Original U.S. WWII - Korean War Named M1 McCord Front Seam Helmet painted Red with Firestone Liner
Original Item: Only One Available. This is a very nice example of a genuine WWII Issue U.S. Army M1 Helmet, complete with its original WWII Liner. This helmet, like many WWII helmets, was later reissued for use during the Korean war, as the M1 Helmet was still in service, and would remain so until 1985. It was painted red, possibly for use with a training unit, and also is named on the interior to a soldier.
The U.S. WWII M-1 helmet was only produced from 1941 to 1945. The first production batch resulted with over 323,510 M-1 helmets before the start of the American involvement in the war.

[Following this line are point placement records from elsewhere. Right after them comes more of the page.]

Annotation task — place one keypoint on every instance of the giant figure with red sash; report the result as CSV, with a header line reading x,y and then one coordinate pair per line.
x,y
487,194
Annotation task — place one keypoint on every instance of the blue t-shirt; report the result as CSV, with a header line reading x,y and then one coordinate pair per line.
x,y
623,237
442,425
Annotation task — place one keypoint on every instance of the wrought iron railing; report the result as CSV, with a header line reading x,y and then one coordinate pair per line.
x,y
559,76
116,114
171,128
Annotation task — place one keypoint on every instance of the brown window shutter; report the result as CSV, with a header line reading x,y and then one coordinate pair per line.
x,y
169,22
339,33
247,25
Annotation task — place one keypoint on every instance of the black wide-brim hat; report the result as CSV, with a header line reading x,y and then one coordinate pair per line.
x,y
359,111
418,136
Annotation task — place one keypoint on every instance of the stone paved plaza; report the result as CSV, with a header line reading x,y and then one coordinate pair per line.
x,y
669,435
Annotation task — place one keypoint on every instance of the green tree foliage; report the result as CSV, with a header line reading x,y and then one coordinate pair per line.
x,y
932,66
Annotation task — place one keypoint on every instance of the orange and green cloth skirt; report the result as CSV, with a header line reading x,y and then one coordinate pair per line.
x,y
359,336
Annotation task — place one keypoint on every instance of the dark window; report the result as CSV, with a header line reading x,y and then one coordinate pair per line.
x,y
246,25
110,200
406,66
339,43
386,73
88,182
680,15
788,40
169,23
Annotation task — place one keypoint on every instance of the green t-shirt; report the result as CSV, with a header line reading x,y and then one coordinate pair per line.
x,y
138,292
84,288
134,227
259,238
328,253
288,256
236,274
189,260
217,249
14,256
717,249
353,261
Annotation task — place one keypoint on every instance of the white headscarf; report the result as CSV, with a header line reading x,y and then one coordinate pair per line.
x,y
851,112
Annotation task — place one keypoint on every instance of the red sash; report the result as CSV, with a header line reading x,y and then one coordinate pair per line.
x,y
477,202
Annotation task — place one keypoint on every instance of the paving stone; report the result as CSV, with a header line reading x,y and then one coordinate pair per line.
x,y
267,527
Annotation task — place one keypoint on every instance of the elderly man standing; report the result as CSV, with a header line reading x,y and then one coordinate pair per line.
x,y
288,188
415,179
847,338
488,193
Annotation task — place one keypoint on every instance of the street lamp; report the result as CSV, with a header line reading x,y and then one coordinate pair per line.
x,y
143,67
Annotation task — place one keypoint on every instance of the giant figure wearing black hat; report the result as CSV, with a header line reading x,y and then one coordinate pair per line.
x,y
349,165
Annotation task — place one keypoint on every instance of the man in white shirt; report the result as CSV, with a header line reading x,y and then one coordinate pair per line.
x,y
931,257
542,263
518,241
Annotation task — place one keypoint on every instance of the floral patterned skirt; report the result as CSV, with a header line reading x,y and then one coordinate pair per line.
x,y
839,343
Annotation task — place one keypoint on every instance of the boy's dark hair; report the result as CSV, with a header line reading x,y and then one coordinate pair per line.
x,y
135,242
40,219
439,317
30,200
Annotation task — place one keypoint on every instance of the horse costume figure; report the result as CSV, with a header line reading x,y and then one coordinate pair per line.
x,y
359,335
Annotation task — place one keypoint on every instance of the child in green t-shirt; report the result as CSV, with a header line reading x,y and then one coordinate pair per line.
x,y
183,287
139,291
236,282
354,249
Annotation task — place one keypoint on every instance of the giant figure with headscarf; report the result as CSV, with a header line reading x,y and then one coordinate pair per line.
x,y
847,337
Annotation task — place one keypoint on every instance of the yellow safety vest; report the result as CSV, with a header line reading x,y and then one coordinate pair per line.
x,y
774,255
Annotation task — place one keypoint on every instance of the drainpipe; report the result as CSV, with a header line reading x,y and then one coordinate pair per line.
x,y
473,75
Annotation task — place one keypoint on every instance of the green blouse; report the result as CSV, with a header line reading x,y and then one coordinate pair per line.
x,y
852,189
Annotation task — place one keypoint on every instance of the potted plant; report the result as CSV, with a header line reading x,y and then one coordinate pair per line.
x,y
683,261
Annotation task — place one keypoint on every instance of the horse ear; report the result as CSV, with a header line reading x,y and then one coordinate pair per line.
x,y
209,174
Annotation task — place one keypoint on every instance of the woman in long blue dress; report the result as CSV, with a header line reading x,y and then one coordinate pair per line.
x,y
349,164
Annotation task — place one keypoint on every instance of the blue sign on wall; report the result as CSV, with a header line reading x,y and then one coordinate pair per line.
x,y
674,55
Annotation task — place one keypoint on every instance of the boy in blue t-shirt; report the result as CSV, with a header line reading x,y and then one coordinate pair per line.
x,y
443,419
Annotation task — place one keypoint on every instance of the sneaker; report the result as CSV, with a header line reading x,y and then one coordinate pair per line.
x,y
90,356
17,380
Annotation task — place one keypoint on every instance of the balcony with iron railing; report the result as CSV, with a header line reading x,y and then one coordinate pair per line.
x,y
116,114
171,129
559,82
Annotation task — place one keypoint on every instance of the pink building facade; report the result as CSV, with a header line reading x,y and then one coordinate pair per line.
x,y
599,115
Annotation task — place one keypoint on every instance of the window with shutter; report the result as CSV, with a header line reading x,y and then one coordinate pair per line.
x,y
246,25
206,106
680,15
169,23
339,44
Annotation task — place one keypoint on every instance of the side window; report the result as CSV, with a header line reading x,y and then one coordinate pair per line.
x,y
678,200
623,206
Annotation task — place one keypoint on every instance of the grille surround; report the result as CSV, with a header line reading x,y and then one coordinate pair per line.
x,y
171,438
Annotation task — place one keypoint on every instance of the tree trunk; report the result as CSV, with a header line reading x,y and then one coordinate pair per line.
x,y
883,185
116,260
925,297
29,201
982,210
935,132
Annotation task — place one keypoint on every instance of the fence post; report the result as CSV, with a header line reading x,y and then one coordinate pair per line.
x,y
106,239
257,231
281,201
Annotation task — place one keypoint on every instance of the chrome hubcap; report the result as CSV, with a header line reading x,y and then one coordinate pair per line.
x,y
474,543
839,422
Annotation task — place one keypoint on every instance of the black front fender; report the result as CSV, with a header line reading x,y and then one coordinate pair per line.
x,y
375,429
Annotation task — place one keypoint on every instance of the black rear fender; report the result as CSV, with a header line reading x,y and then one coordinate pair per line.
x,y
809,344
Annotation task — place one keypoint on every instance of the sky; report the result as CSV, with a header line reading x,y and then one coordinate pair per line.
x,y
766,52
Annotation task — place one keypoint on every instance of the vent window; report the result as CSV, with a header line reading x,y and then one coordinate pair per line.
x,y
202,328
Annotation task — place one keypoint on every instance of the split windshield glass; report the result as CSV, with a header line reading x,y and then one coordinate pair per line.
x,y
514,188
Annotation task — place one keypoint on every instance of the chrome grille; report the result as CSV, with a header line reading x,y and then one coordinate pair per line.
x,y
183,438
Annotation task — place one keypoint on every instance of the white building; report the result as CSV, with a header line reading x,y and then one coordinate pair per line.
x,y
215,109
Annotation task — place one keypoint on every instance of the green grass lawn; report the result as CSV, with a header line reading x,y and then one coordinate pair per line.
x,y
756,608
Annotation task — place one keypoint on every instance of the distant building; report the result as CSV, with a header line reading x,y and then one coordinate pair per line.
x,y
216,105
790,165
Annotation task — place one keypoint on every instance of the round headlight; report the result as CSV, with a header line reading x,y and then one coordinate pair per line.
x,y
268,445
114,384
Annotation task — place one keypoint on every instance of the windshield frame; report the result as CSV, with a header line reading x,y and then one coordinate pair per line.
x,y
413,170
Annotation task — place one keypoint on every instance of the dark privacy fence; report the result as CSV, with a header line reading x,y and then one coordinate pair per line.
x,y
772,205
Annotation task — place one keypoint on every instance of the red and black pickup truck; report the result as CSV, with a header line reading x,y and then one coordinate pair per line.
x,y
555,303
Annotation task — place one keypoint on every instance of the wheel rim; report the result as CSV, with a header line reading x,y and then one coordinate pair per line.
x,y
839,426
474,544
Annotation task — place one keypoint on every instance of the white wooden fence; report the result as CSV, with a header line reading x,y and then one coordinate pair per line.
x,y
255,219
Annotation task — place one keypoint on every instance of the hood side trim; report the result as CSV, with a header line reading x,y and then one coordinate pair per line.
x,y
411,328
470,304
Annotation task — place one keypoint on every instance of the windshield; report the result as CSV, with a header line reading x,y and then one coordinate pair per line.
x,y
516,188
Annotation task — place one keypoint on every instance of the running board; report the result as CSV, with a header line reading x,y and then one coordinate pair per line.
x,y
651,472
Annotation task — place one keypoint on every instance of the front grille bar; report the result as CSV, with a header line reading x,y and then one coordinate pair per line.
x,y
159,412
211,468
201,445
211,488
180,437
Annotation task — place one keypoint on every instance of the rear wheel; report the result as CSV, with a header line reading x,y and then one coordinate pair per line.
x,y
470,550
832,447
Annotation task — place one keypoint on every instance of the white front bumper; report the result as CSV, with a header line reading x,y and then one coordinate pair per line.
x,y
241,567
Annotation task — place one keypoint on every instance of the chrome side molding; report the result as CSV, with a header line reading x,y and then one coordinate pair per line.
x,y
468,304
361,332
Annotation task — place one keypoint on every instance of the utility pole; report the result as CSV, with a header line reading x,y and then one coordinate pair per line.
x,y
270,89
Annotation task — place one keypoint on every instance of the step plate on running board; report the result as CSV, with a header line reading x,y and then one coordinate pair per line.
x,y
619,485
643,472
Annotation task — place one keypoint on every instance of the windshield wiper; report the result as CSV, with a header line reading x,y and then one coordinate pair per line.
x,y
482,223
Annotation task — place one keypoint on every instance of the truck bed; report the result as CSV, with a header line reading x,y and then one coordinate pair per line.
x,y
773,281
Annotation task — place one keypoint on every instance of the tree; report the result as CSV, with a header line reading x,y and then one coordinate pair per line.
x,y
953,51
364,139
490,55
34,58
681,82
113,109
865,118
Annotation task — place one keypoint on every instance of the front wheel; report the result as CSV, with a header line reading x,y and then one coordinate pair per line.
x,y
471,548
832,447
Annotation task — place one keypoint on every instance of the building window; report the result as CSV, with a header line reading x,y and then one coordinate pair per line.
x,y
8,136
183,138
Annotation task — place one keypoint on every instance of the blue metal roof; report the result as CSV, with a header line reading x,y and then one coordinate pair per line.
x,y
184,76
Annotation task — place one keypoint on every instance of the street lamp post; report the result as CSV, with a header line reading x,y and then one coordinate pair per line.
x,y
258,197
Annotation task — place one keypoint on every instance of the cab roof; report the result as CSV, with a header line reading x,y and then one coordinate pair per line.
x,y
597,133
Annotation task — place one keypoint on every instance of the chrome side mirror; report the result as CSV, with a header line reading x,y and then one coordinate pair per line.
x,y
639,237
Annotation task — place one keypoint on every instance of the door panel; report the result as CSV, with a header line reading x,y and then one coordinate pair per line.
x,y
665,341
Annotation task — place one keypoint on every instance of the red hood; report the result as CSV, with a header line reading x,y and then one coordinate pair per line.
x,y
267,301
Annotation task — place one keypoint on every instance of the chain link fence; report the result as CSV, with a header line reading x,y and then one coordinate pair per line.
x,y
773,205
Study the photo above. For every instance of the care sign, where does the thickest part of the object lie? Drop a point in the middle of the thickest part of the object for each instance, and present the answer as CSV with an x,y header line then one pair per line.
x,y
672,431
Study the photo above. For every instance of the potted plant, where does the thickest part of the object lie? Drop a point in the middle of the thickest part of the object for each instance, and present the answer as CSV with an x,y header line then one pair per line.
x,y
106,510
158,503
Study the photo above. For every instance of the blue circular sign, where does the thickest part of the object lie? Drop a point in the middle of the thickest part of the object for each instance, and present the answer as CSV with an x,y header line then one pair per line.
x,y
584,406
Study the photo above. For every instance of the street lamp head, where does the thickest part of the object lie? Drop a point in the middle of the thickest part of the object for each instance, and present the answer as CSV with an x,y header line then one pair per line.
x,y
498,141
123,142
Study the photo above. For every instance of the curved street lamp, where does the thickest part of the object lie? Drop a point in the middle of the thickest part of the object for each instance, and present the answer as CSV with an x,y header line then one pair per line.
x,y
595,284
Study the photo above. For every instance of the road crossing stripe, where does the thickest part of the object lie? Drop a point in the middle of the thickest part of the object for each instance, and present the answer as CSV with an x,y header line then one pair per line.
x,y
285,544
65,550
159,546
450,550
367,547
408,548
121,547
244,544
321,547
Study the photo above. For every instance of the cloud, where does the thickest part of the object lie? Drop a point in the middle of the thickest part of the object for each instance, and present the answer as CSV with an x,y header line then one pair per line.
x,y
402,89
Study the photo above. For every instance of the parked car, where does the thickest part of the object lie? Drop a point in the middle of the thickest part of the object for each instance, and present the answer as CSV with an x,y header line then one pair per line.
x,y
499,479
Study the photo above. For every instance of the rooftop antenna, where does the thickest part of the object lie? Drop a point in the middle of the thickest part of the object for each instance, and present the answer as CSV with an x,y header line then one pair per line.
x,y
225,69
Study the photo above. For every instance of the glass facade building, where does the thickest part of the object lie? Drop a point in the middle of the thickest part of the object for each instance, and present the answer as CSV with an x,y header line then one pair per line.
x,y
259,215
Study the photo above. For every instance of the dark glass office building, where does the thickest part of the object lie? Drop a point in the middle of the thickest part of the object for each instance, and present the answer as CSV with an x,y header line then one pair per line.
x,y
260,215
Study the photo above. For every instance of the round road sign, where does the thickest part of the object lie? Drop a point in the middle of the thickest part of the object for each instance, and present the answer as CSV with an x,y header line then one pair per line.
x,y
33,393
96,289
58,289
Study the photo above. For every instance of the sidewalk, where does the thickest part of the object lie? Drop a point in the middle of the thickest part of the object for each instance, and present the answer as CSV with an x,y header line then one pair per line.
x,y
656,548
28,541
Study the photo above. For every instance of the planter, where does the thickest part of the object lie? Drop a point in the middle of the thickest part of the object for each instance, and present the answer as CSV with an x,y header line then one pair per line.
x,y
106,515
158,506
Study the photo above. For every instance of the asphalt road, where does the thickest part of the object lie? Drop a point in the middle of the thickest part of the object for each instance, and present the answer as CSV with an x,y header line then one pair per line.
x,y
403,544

This helmet is heat-lot stamped 287C, which indicates the approximate manufacture date of September 1942.
The Ordnance Department selected McCord Radiator and Manufacturing Company of Detroit Michigan to produce the steel M1 helmet bodies. These bodies were made from a single piece of Hadfield Manganese steel that was produced by the Carnegie-Illinois & Sharon Steel Corporations. Each completed raw M-1 helmet shell weighed 2.25 lbs each. The total production of M-1 helmet shells during the war reached 22,000,000. Of these about 20,000,000 were produced by the main contractor McCord Radiator and Manufacturing Company of Detroit.
The early M-1 helmet shells had a set of fixed (static) chinstrap loops called "bales" and a stainless steel rim. These rims were both rust resistant and had "non-magnetic qualities" that reduced the chance of error readings when placed around certain sensitive equipment (such as a compass). In October 1943, issues with the fixed bales breaking off resulted in a change to the "swivel bales".
This helmet however has the swivel bales, even though it was produced long before their introduction. We have concluded that most likely when reissued, the original bales may have been damaged, so they were removed and replaced with the swivel type, and the shell was repainted. At this time the Korean War style chin strap with metal fittings was installed as well, with the modified buckle that would give way under a heavy load. We had considered that with the low heat lot number it might be a Schlueter shell, however the heat lot would indicate a rear seam Schlueter. Also the oval welds on the front seam are definitive for McCord.
The inside of the helmet has the following name added in white paint:
3A - 49
JoHN J. RicHARDS
US 55 530 294
We have not been able to find any information on this individual, so we leave it as an excellent research opportunity.
The liner is correct “high pressure” WWII issue and stamped with an F logo over A 24 for the FIRESTONE TIRE & RUBBER COMPANY Manufactured in Akron, Ohio this “high pressure” manufactured M-1 helmet liner is identified by an embossed “F” in the crown. Firestone Tire and Rubber Company started M-1 helmet liner delivery to the US Army in September 1942. They produced approximately 7,500,000 M-1 helmet liners and discontinued production around August 17 1945 when the war ended.
This true US WWII M-1 helmet liner be identified through the frontal eyelet hole. Other correct WWII features include cotton OD Green #3 herringbone twill (HBT) cloth suspension liner, with the webbing in solid condition with light wear. This HBT suspension is held within the M-1 helmet liner by rivets and a series of triangular "A" washers, and the three upper suspension bands are joined together with the correct OD green string. This way the wearer could adjust the fit. The sweatband is complete, though it does have some tearing and staining from wear. The leather liner chin strap is actually intact, something we see very rarely. It does have the expected wear, but it is still supple.
An excellent genuine WWII issue helmet with some very interesting history, reissued for the Korean war and painted Red. Ready to display!